A good grade is helpful not only in getting a student to look more appealing to college, but also because of the good feelings and self-esteem boost that are associated with it. Likewise, a bad grade can be extremely detrimental to a student’s educational process. All it takes is one failing grade to establish a sense of hopelessness and defeatism.  One bad grade can be a slippery slope to academic apathy.  Good grades can encourage and convince a student to keep applying him or herself and restore their faith in the ability to succeed that bad grades may have eroded.

Instead of engaging their more cooperative instincts, those complaining about grade inflation would rather have a harsher, more unforgiving educational system. Their inflated egos push down other students. And for what result? No one would benefit from more difficult grading, not even those clamouring for it.

Those who do not care about the end result, already demoralized by the existing system, will have nothing to lose except more hope. And those who care about their grades will suffer because whether the As come easily or with difficulty now, sacrifices will have to be made to account for more competitive standards. Students who strive to achieve will be under more pressure. Any system that punishes the members of society who actually desire to be successful is flawed, no matter what the motivations behind it.

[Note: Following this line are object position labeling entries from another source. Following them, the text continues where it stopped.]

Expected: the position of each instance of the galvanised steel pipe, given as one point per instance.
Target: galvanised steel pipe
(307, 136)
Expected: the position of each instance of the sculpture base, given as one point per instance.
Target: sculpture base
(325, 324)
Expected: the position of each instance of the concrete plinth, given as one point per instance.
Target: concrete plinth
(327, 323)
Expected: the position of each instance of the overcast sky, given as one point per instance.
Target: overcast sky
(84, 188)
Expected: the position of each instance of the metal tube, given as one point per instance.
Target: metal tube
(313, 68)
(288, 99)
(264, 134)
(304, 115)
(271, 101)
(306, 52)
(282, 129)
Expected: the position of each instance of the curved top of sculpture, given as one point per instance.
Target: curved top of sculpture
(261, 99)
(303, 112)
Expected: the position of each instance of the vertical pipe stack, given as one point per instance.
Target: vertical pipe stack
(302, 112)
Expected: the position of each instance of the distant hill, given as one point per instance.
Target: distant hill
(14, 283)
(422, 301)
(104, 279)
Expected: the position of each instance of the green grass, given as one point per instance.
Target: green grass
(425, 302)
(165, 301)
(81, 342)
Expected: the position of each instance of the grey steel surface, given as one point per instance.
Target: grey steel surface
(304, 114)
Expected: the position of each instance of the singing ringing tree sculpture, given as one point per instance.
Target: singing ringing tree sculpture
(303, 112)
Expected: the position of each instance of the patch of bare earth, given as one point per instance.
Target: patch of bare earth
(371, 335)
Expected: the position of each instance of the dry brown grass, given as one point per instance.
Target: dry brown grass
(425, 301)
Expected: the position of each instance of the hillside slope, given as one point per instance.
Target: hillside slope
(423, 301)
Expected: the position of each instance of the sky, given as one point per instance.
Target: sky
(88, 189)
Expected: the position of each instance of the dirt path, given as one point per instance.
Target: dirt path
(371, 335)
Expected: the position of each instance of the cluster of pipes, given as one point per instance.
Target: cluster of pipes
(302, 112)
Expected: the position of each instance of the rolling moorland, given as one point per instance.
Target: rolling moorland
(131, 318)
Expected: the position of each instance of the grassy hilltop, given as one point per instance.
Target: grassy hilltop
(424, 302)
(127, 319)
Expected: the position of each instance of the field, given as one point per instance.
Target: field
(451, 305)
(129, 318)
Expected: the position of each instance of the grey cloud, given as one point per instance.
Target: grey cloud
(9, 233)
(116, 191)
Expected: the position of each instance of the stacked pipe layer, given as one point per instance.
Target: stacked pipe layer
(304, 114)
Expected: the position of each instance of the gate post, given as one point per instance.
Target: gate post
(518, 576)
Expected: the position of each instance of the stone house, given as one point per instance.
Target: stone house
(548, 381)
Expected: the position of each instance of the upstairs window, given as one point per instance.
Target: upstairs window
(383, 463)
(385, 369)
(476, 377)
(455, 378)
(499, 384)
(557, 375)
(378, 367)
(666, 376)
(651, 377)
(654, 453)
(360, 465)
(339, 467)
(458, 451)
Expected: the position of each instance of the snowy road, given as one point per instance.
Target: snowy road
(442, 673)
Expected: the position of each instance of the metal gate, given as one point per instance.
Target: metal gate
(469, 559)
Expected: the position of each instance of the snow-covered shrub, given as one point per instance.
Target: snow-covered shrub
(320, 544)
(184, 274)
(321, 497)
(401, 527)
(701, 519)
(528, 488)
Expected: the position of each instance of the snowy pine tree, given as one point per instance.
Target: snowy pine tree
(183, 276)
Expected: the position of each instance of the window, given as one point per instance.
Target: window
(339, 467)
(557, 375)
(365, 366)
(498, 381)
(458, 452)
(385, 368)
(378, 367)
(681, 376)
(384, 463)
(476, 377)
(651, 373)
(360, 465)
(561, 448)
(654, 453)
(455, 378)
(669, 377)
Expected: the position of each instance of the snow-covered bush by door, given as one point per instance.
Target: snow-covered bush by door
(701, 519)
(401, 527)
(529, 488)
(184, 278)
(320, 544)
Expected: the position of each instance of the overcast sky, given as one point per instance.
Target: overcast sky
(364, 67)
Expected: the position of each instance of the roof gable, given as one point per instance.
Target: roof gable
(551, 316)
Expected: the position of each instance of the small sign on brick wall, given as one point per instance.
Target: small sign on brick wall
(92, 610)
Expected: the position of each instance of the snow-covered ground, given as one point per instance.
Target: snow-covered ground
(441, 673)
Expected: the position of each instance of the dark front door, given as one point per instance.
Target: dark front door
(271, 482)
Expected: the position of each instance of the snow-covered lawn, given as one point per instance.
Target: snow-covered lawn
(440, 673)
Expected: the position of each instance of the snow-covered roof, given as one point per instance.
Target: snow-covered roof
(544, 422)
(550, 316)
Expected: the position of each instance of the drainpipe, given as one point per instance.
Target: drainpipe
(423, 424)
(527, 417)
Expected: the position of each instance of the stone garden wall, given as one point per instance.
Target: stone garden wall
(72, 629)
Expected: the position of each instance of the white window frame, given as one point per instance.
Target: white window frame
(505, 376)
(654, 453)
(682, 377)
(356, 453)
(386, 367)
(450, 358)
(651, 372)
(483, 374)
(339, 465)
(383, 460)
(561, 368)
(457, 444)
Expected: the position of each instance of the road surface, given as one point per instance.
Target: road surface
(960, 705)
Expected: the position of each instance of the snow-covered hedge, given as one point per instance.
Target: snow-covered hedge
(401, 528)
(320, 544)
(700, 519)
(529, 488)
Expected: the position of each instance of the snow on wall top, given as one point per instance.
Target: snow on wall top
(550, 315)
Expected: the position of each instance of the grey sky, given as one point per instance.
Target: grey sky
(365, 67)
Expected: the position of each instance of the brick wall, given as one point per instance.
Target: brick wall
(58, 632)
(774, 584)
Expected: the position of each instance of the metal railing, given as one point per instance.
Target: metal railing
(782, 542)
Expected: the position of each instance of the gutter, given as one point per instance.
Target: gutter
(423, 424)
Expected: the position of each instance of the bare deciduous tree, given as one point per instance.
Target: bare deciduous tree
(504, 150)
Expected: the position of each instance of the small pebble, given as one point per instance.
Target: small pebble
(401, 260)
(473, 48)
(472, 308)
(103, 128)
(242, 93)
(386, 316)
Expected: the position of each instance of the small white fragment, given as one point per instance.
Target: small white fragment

Many of the arguments against grade deflation that focus on the suffering of others will likely be lost on those advocating for harder As.  They are a selfish lot, unconcerned with who they will have to push down on their way to the top. But grade inflation is institutionalized in our educational system, for better or worse. Why should South be an exception? What advantages do we gain by going against the grain?  What on Earth could be gained by making the already trying experience of high school more difficult? Nothing.

Because it’s not just the underachievers who will suffer, as in the fairytale world that those who advocate for stricter grades seem to live in. To those of you who feel upset about how students who don’t try as hard as you do still get As, suck it up. It’s part of our educational culture. From Florida to Alaska, the exact same situation is happening, and considering that the people who you’re competing with for college spots and scholarships are not limited to just South, the only thing that will happen is a school-wide series of shooting students in the foot when it comes to applying for those limited awards, as will continue to happen to everyone else who passes through this windowless building in the years to come.

If you’re feeling unchallenged at school, there are much better avenues to take to reaching your own personal level of satisfaction than by sabotaging the chances of other students. What right do you have to deprive your peers of the chance to succeed, especially when it is for such a miniscule result as a possible, mind you, possible, improvement in your class ranking? It’s a big world out there, and if the only way that you can feel fulfilled and successful is by stepping on your fellow human beings, you are in for a lonely, miserable existence, and I pity you.

But don’t mistake that emotion for sympathy for your selfish agenda. You shall not press down upon the brow of students this crown of thorns, you shall not crucify future generations upon a cross of higher expectations!